According to that newspaper, the crown of thorns first arrived in Paris in the 1200s: “On Aug. 19, 1239, the relic of the crown of thorns arrived in Paris. Louis, a devout man who would later be canonized as St. Louis of France, took off his own crown and royal robes to walk barefoot behind the relic as it was carried to the unfinished Sainte-Chapelle, the chapel of the French kings.”
Although it’s a spiritual pilgrimage for many, Notre Dame’s fame grew because of Victor Hugo’s classic novel, The Hunchback of Notre-Dame, cementing its place in literary history.
According to MyModernMet.com, the cathedral’s exterior featured “a menagerie of grotesques, stone creatures intended to protect the church from malevolent spirits.” These are the world-famous gargoyles. The gargoyles at Notre Dame date to the 1300s. The fate of the gargoyles is not yet clear.
The gargoyles served two main purposes; they were used as water spouts to protect the building’s stonework, and they were supposed to ward off evil spirits.

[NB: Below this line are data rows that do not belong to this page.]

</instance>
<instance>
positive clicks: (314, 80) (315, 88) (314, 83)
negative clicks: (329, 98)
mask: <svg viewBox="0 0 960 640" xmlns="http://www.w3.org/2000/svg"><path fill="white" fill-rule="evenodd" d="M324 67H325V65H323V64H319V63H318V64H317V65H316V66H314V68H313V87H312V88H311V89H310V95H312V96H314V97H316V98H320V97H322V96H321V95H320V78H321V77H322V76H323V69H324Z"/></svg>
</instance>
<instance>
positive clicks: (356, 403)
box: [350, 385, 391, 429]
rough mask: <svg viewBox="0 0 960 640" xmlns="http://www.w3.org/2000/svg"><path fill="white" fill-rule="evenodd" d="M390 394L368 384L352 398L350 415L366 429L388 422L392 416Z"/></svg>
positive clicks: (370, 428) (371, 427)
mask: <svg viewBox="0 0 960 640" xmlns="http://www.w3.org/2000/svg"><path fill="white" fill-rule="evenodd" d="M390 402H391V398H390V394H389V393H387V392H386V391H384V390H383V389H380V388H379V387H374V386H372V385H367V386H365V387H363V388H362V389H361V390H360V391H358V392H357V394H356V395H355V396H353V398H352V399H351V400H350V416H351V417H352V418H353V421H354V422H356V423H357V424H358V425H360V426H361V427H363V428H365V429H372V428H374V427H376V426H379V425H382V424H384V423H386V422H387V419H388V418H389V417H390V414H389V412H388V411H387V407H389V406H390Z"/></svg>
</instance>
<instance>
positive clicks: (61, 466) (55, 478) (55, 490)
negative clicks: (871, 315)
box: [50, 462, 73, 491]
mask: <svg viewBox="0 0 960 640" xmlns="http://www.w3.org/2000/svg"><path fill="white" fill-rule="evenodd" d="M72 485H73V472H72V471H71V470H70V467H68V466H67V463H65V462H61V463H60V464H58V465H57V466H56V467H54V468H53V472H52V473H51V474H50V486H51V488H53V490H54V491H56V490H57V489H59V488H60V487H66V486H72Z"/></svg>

Famous Paintings & Statues
Paris is known for its art, of course, and some of its greatest works were housed inside Notre Dame.
According to CNN, Notre Dame contained at least 76 paintings that represent “the New Testament’s Acts of the Apostles, including the crucifixion of St. Peter and the conversion of St. Paul.” They date to the 1600s and 1700s.
The cathedral also housed a Jean Jouevnet painting on the Virgin Mary called “The Visitation,” CNN reports, adding that a 1600s-era painting of St. Thomas Aquinas was also hanging inside Notre Dame.
Sixteen religious statues were safe because they were removed from the cathedral before the fire due to the renovation project underway there.
The Stained-Glass Rose Windows
The stained-glass rose windows at Notre Dame are world-famous. The South Rose window was “offered by King St. Louis” and dates to 1260, according to The Washington Post. According to the cathedral website, the three rose windows “constitute one of the great masterpieces of Christianity.”
It’s now been confirmed by officials that the rose windows survived.